Microsoft released the preview iteration of it’s new Office Sway product, and we’ve had a few days to play around with it. The product itself is not difficult to use, but we’re still working out exactly how to build complex artifacts with it. The premise seems to focus around making ideas and content more easily exploratory and visual, which is great to see. We’ve all interacted with one of those touchscreen kiosks at a museum that let you navigate around and learn about the exhibit, so having a quick and easy way to create one yourself is going to be a huge win with the growth of the touch enabled device arena. Sway makes it incredibly easy to build a touch-friendly UX for your presentation, images, information, etc, and we’re excited to see Microsoft provide another tool for non-developers to build products (for another example, see Project Siena).
When building a Sway, you select from various components such as a Header, Text, Media, etc. You can add this content to the Sway from top to bottom, with the top object being the first section in the Sway, and you slide/swipe to the right to get to the other sections.

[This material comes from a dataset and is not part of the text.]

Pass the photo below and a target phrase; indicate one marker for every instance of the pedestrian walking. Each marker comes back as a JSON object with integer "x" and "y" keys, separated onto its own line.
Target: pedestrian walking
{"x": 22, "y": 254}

It appears as if at this time you can only align these sections in a vertical fashion from top to bottom, however in some of the sample Sways that Microsoft provides, it appears as if there will eventually be the ability to have parent/child relationships to the sections so you can navigate around various areas of the Sway. This would be a very powerful tool for anyone that wants to create a kiosk display, a sales presentation for an expo, or just about anything else. There’s very little doubt that this could eventually be used in place of PowerPoint for a lot of content.
At this time, there are very few features available in the preview, as most of them are highlighted as ‘Coming Soon’. It will be exciting to try these out as more features become available, and start building more complex Sways that can be used in production. The style of a sway can be easily modified using the ‘Mood’ option in the top right, and there’s also a ‘Remix!’ button which applies new layouts, styles, and other ‘magic’ which can change your Sway.
This is actually a rather exciting product, as it’s adding a completely new product to the Office lineup that is designed from the ground up for the touch interface. After testing it on various devices, using the touchscreen on a Surface really did provide a great user experience, so I know we’ll be using this for some of our presentations in the future.
Sway and Project Siena are really showing Microsoft on the forefront of enabling users with touch, and that’s exiting to see them leading the charge.